Windowsでユーザープロファイルがサインアウト時にリセットされる主な原因は、システムがユーザーを「一時プロファイル」でサインインさせているためです。

これは、レジストリ内のユーザープロファイルパスが誤って設定されている、または破損している場合に発生します。特に、ユーザーアカウントを識別するセキュリティ識別子SIDに関連するレジストリエントリに問題があることが多いです。

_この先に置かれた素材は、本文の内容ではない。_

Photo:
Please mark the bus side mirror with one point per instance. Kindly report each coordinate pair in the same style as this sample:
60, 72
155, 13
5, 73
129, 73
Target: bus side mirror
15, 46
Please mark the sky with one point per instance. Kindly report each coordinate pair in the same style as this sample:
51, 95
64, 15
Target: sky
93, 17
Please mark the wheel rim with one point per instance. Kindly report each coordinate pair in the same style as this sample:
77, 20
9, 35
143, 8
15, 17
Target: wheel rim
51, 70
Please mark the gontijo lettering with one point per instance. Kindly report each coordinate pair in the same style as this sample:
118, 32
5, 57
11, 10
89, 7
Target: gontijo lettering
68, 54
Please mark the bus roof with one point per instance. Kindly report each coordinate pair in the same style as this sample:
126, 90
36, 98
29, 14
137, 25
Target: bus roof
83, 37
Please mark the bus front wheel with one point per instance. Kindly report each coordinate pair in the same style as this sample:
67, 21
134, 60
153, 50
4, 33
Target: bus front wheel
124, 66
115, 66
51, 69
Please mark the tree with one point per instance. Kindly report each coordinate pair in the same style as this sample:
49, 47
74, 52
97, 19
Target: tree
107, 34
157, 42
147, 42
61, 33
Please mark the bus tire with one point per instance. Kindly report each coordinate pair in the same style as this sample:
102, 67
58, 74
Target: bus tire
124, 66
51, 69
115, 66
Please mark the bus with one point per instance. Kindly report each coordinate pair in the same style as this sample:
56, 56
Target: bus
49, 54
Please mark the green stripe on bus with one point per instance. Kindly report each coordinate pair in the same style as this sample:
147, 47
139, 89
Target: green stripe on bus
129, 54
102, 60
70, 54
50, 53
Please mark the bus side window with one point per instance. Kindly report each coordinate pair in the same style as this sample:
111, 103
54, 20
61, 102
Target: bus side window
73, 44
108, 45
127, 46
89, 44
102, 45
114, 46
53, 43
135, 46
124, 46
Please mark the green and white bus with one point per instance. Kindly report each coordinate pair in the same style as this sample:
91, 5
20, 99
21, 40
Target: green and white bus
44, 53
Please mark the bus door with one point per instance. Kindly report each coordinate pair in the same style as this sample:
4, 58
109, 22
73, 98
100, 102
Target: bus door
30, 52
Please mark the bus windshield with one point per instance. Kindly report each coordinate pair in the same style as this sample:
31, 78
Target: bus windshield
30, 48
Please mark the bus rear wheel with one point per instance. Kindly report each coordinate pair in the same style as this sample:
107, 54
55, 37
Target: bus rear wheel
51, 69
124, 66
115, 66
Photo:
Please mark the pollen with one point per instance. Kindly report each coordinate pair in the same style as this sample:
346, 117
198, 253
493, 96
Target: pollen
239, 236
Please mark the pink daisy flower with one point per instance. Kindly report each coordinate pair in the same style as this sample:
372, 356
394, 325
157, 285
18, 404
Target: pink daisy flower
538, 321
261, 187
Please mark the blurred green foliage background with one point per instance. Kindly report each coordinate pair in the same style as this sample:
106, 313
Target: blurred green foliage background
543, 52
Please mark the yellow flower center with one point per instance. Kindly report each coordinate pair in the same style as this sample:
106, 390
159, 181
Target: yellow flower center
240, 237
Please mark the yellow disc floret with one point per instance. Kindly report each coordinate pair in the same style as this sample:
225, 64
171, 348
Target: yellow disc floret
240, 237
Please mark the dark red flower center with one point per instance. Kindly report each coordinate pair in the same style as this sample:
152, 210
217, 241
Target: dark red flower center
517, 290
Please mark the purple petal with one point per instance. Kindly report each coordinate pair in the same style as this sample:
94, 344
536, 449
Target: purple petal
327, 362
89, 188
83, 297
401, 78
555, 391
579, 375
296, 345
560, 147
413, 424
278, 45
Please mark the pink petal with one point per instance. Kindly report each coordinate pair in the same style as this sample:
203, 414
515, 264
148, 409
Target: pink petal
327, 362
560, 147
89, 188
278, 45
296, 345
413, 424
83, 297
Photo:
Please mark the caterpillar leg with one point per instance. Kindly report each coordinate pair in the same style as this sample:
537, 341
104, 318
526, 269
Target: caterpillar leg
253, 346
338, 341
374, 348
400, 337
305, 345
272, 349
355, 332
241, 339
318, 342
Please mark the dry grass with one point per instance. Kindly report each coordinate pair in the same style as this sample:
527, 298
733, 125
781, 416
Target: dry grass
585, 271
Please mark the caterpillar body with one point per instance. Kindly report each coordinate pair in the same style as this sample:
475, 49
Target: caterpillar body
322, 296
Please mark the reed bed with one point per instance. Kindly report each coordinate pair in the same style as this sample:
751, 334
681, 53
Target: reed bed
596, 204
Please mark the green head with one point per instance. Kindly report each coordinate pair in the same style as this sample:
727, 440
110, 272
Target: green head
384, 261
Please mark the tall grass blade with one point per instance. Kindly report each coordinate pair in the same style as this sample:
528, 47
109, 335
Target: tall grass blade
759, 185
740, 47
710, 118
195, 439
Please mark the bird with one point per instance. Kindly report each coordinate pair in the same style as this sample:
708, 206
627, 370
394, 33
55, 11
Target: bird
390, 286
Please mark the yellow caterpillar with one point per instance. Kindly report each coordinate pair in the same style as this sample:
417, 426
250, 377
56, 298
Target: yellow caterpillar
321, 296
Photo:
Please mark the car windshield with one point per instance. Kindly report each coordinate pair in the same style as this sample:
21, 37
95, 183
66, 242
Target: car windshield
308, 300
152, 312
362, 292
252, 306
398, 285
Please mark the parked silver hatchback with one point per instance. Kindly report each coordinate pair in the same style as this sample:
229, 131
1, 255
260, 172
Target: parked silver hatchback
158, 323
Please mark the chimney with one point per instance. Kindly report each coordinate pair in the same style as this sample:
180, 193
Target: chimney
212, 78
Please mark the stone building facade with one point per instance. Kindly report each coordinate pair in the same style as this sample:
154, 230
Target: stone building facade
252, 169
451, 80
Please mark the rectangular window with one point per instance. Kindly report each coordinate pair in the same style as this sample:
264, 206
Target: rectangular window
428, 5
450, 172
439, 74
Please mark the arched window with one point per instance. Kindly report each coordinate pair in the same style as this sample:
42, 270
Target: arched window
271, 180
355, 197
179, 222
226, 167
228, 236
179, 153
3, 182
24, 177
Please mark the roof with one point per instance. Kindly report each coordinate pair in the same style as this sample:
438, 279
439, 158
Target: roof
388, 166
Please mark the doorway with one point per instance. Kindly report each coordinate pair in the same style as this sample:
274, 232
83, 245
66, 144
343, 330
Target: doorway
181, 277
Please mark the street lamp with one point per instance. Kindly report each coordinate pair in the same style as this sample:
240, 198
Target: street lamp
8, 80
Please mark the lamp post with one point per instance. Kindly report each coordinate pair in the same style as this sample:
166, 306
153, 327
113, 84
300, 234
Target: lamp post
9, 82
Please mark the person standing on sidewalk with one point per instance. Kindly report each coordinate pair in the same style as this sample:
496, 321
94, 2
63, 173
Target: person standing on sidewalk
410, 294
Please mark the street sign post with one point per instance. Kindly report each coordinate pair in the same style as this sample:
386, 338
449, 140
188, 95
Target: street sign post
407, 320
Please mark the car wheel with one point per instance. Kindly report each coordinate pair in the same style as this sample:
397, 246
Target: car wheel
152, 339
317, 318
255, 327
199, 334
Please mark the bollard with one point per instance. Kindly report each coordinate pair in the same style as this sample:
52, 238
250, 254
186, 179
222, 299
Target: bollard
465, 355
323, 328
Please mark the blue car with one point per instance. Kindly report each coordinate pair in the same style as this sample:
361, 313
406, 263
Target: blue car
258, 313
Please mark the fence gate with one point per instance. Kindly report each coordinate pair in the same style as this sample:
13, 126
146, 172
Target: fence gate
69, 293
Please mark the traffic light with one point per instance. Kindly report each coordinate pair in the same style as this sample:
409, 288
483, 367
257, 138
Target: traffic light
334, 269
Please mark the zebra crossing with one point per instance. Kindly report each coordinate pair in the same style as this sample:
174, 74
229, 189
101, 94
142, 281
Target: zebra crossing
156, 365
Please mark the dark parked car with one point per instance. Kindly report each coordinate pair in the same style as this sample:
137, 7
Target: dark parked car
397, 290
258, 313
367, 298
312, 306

具体的には、SIDエントリに`.bak`拡張子が付与されている、または同じSIDが重複して存在すると、Windowsは正規のプロファイルを認識できず、一時的なプロファイルを割り当ててしまいます。この一時プロファイルはサインアウト時にすべての設定が失われます。

レジストリの破損とSIDの不整合

ユーザープロファイルの情報は、Windowsレジストリの`HKEY_LOCAL_MACHINE\SOFTWARE\Microsoft\Windows NT\CurrentVersion\ProfileList`キーに格納されています。

このキーの下には、各ユーザーのSIDに対応するサブキーがあり、それぞれのプロファイルパスなどが定義されています。この情報が何らかの原因で破損したり、不整合が生じたりすると、Windowsは正しくユーザープロファイルを読み込めなくなります。

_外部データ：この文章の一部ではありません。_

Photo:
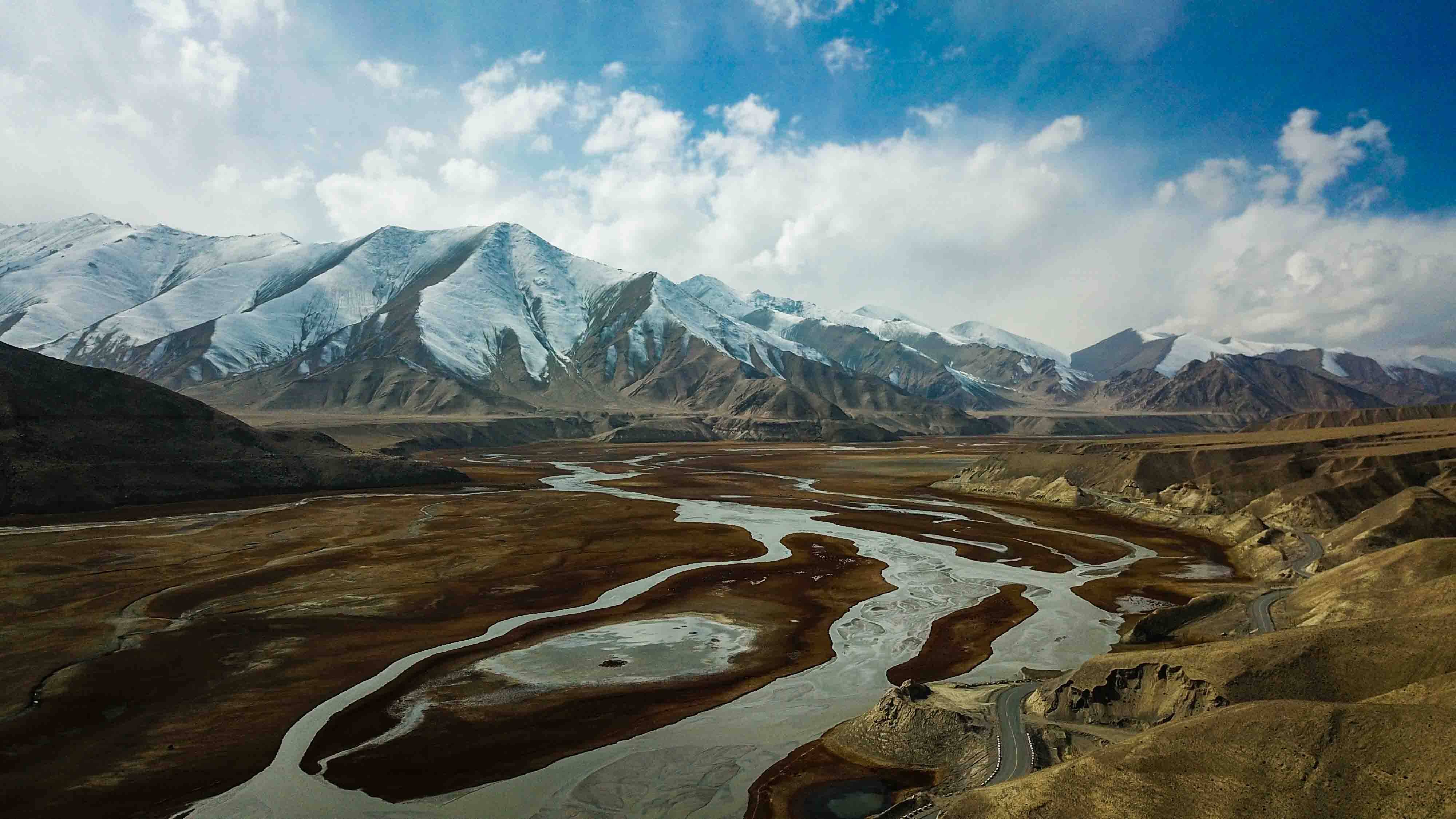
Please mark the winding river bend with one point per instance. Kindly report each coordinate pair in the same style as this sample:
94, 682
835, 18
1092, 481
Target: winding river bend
704, 765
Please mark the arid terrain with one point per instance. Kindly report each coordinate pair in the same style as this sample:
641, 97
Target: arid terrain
162, 653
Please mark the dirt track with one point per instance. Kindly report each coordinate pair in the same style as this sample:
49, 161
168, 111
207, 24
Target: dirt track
168, 656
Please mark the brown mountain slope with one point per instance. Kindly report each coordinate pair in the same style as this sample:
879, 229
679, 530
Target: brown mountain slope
1355, 418
79, 438
1273, 760
1237, 384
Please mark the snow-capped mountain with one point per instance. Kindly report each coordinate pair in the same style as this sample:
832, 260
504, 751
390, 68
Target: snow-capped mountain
499, 321
475, 318
62, 276
1171, 355
985, 362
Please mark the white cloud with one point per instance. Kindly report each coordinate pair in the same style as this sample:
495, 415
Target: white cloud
794, 12
12, 84
938, 117
210, 71
165, 15
223, 180
638, 123
232, 15
470, 177
407, 143
751, 117
842, 53
1056, 138
587, 103
1326, 158
381, 194
126, 117
1216, 181
288, 186
496, 116
387, 74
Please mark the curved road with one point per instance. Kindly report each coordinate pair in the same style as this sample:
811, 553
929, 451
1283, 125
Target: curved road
1260, 607
1011, 732
1260, 610
1317, 550
1014, 748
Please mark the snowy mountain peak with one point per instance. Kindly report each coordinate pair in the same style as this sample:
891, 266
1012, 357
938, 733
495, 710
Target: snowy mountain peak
981, 333
885, 314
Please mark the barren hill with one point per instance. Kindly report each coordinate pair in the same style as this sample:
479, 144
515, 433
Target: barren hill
79, 438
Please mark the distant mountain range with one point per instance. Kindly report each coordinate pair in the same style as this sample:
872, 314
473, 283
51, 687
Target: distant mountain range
496, 321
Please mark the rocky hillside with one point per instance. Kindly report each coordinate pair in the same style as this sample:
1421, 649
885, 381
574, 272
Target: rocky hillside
1342, 706
1234, 384
78, 438
1425, 379
1361, 487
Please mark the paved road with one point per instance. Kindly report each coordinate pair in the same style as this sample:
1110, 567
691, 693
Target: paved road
1016, 749
1260, 607
1317, 550
1260, 610
1016, 745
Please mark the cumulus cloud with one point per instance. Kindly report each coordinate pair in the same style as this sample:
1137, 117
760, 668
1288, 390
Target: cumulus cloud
387, 74
497, 114
470, 177
405, 145
382, 193
223, 180
751, 117
234, 15
289, 184
842, 53
124, 117
1326, 158
943, 219
794, 12
165, 15
210, 71
938, 117
1058, 136
1016, 231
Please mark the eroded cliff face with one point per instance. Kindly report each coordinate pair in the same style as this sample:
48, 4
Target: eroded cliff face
1368, 490
933, 728
1139, 696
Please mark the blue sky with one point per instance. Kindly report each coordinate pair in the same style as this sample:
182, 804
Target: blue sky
1065, 170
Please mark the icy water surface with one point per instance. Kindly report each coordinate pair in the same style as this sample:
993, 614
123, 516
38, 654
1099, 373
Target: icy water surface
704, 765
640, 650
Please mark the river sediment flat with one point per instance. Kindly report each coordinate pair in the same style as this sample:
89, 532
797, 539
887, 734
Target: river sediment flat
190, 656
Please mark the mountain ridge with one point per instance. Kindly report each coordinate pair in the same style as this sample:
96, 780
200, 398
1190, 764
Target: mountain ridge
494, 320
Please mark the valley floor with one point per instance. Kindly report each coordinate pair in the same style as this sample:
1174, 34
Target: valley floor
164, 656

特に、以前のプロファイルの残骸や、アカウントの移行失敗などにより、同じユーザーのSIDが`.bak`拡張子付きと無しで重複して存在する場合に、システムはどちらのプロファイルを使用すべきか判断できず、一時プロファイルをロードしてしまいます。

お探しの解決策が見つからない場合は、こちらの「Windowsトラブル完全解決データベース」で他のエラー原因や解決策をチェックしてみてください。

サインアウトで消えるプロファイル設定を修復する具体的な手順

プロファイル設定がサインアウト時に消えてしまう問題を解決するためには、レジストリエディターを使ってプロファイル情報を修正する必要があります。

レジストリの編集はシステムに大きな影響を与える可能性があるため、必ず事前にシステムの復元ポイントを作成してください。

事前準備: システムの復元ポイントを作成する

レジストリの編集は慎重に行う必要があります。万が一、誤った操作をしてしまった場合に備え、システムを以前の状態に戻せるように復元ポイントを作成しておきましょう。

  1. コントロールパネルを開く
    スタートメニューを右クリックし、「ファイル名を指定して実行」を選択します。名前に「control」と入力してEnterキーを押します。
  2. システムとセキュリティに進む
    コントロールパネルが開いたら、「システムとセキュリティ」をクリックし、次に「システム」をクリックします。
  3. システムの保護を開く
    左側のメニューから「システムの保護」をクリックします。「システムのプロパティ」ダイアログボックスが開きます。
  4. 復元ポイントを作成する
    「システムの保護」タブで「作成」ボタンをクリックします。復元ポイントの名前を任意で入力し、「作成」をクリックして完了します。

レジストリを編集してユーザープロファイルパスを修正する

ここからは、レジストリエディターを使ってプロファイルパスの不整合を修正する手順です。慎重に進めてください。

  1. レジストリエディターを開く
    スタートメニューを右クリックし、「ファイル名を指定して実行」を選択します。名前に「regedit」と入力してEnterキーを押します。ユーザーアカウント制御のダイアログが表示されたら「はい」をクリックします。
  2. 対象のレジストリキーに移動する
    レジストリエディターのアドレスバーに「HKEY_LOCAL_MACHINE\SOFTWARE\Microsoft\Windows NT\CurrentVersion\ProfileList」と入力し、Enterキーを押します。
  3. SIDエントリを確認する
    ProfileListキーの下に、S-1-5-21で始まる複数のサブキー(SIDエントリ)が表示されます。これらがユーザープロファイルに対応するキーです。
  4. `.bak`拡張子を持つSIDエントリを特定する
    同じSIDが`.bak`拡張子付きと無しで重複して存在するか確認します。例えば、「S-1-5-21-…」と「S-1-5-21-… .bak」のようなペアを探します。
  5. 重複するSIDエントリを削除する
    もし`.bak`なしのSIDエントリと、同じSIDで`.bak`拡張子が付いているエントリが両方存在する場合、まず`.bak`なしのSIDエントリを右クリックし、「削除」を選択します。この操作は、通常、破損したプロファイルの情報が含まれている方を削除する目的で行います。
  6. `.bak`拡張子を削除してSIDを修正する
    次に、`.bak`拡張子が付いているSIDエントリを右クリックし、「名前の変更」を選択します。エントリ名の末尾にある「.bak」を削除し、Enterキーを押して名前を確定します。
  7. レジストリエディターを閉じ、再起動する
    レジストリエディターを閉じます。その後、Windowsを再起動してください。再起動後、正常なプロファイルでサインインできるか確認します。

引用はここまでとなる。